Emziği kısıtlıyoruz... Sonra ya bir hastalık döneminde, ya da evdeki bir düzen değişikliği gibi sıkıntılı günlerde huzursuz olduğu için 'her şey üst üste gelmesin, emzik istiyorsa verelim' diyoruz ve bir de bakmışız işin ucu kaçmış sürekli "am-ma, am-ma" diye gezen biri dolanıyor evde.

2 yaşına kadar TV yasak diyorduk. Önce 5 ay öne çektik sınırı. Sonra günde max. yarım saat olan sınır aşıldıkça aşılmaya başlandı. Yine yarım saat civarında tutuyoruz ama büyük isyanlarla da boğuşmak zorunda kalıyoruz haliyle. Benden tavsiye; TV konusunda 2 yaş sınırına uymayı planlıyorsanız düğmeyi açmadan çocuğun 2 yaş sendromunu takip edin. Eğer isyan baş göstermişse TV'yi biraz daha bekletin. 2 yaş sendromunun hırçınlığıyla TV saatlerini sınırlamak gerçekten güç bir durum. 2.5-3 yaşına kadar yolu var. Tabi bu tamamen kişisel fikrim...



Kurallar sadece çocuk için değil ki... Biz kendimize koyduğumuz kurala da uyamadık. Daha hamilelik döneminde "az ve öz oyuncak" bizim için çok kritik bir mevzuydu. Evi oyuncak çöplüğü yapmamaya niyetliydik. Ama olmadı. Kendi çocukluğumuza yenildik. Duru'nun başkalarında görüp de beğendiği, ya da bizim hoşumuza giden ne varsa bekletmeden aldık getirdik eve. Bir günde ilgisinin geçtiği oyuncaklardan bile ders alamadık bir türlü.

Tatilden yeni döndük, kendimi dinlenmiş hissediyorum. Yoğun, tatilsiz, yorgun günleri geride bıraktığımıza göre yeniden kızıma konsantre olma zamanı geldi. Park, TV koltuğundan daha çekici hep çocuklar için, yol üzerindeki ağaçlardan topladığımız meyveler emziği unutturmada birebir. Evdeki fazla oyuncakların değerini bizden fazla bilecek bir çok adres var. Yeniden düzeni sağlama vakti... (bir sonraki bozuluşa kadar)

8 Temmuz 2013 Pazartesi

80 Kuşağının Çocuğu Olmak


Aslında hep apolitik olmakla eleştirilen kuşak bizlerdik ve ne yazık ki bu eleştirileri sonuna kadar da hakettik. Şu an Gezi Parkı’yla 68’liler dahil (ki bu bir mucize) herkesin saygısını kazanan kuşak 90 kuşağıdır ya da en azından seksenlerin ikinci yarısında doğanlardır.
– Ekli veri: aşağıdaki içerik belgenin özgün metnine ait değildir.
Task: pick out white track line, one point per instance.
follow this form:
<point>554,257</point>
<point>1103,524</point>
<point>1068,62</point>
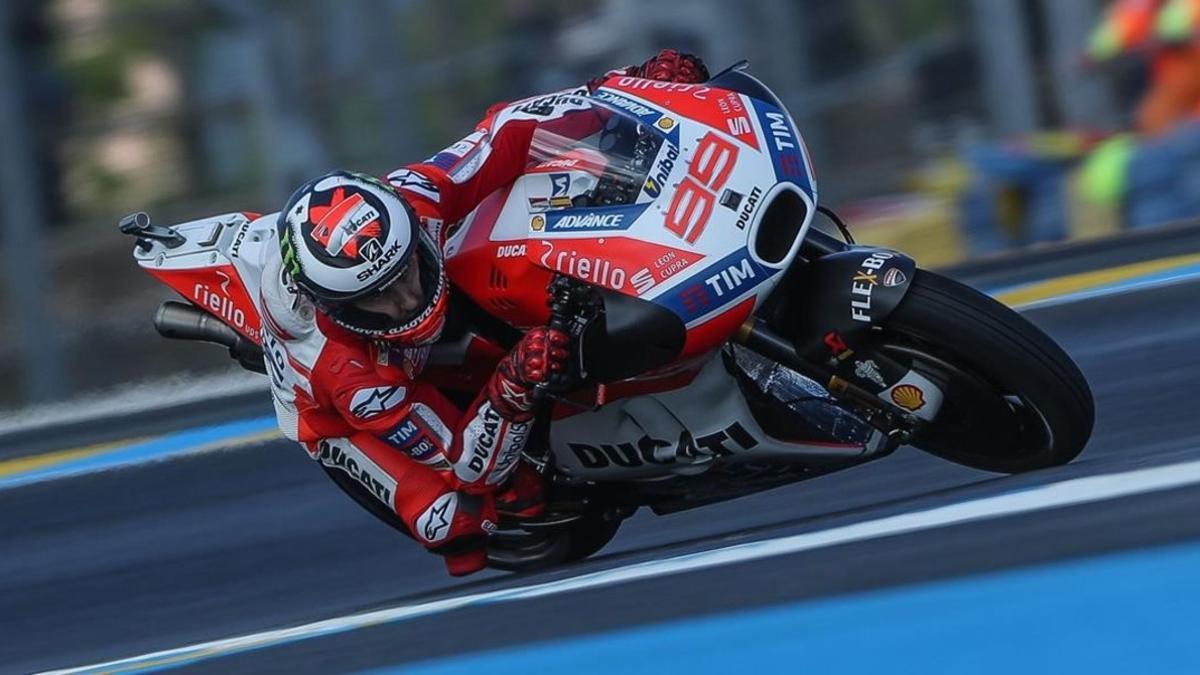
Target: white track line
<point>1054,495</point>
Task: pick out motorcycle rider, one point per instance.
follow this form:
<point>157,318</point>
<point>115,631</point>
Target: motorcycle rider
<point>353,304</point>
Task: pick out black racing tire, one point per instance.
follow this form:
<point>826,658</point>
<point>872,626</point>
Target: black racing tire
<point>1015,402</point>
<point>580,541</point>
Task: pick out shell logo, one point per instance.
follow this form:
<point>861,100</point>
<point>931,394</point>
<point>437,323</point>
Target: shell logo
<point>909,398</point>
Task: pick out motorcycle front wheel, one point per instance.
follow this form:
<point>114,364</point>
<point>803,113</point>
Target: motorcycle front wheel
<point>1014,400</point>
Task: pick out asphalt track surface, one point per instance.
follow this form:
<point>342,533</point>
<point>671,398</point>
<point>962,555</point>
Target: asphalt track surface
<point>162,555</point>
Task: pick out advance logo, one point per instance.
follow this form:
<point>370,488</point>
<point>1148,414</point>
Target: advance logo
<point>611,219</point>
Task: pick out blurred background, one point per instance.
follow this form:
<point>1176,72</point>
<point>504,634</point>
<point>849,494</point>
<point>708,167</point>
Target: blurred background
<point>949,129</point>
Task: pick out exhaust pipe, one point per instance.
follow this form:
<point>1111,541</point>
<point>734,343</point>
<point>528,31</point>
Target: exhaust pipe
<point>183,321</point>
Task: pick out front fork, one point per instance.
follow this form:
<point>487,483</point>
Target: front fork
<point>829,310</point>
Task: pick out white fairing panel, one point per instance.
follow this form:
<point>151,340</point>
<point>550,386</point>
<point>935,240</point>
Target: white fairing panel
<point>676,432</point>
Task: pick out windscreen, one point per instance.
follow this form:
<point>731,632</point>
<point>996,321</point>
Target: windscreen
<point>607,153</point>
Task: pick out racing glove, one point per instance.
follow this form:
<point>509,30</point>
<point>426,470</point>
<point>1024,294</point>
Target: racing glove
<point>538,356</point>
<point>667,65</point>
<point>673,66</point>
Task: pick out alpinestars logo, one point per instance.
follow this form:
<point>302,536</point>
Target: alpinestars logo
<point>435,524</point>
<point>376,400</point>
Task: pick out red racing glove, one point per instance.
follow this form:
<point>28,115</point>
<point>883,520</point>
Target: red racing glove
<point>667,66</point>
<point>673,66</point>
<point>540,353</point>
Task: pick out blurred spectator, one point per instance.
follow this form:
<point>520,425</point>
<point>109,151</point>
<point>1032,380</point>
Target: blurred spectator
<point>1151,175</point>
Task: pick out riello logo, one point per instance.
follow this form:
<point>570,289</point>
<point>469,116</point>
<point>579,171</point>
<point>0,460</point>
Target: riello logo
<point>220,304</point>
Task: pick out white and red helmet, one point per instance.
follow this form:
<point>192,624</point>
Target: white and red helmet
<point>347,236</point>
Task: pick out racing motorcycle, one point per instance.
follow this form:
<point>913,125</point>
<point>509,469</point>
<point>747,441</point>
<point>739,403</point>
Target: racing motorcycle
<point>730,336</point>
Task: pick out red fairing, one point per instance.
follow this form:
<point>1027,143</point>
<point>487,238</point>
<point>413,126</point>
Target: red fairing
<point>725,111</point>
<point>219,291</point>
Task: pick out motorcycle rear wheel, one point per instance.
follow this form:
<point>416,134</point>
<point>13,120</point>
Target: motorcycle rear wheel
<point>1014,400</point>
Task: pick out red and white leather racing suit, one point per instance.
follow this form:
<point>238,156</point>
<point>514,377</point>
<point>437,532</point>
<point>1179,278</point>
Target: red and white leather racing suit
<point>359,406</point>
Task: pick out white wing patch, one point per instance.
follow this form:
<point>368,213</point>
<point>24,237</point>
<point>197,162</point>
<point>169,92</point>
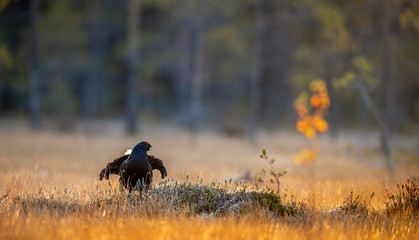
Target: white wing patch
<point>128,152</point>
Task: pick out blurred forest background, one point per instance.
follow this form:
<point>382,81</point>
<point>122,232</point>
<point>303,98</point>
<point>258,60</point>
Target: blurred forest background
<point>234,66</point>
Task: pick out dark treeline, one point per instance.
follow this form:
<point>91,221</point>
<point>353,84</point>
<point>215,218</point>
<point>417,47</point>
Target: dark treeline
<point>224,63</point>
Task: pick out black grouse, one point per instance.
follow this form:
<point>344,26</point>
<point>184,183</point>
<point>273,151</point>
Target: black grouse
<point>135,168</point>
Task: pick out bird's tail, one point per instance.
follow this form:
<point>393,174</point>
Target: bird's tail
<point>157,164</point>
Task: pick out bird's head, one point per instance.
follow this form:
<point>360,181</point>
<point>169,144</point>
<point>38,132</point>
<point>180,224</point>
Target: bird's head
<point>144,146</point>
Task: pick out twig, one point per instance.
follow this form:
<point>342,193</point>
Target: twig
<point>5,195</point>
Bizler de sokaklara attık kendimizi ama bu kendimizi savunmaya yetmez.

Son beş yılda (öncesi de vardır ama ben şu meşhur ‘ustalık dönemi’nden söz ediyorum) her gün uzaklaştık özgürlükten, adaletten, komşularla sıfır sorundan, gelir eşitliğinden, bağımsız gazetecilikten ve daha bir çok şeyden. Her geçen günün vebali –kişisel fikrim- bizim üzerimizedir. Satılan limanların, her gün artan AVM’lerin, Haydarpaşa Garı’nın, tecavüze uğrayan çocukların, dövülen-öldürülen kadınların acısını en çok hissetmesi gereken kuşak yine bizleriz. ‘Tüm bunlar birikti ve Gezi Parkı bardağı taşıran damla oldu’ düşüncesi doğrudur ama tek başına sebep değildir bence. Bunun yanında 90 kuşağı tepki verecek yaşa gelmiştir ve üzerine düşeni yapmıştır.   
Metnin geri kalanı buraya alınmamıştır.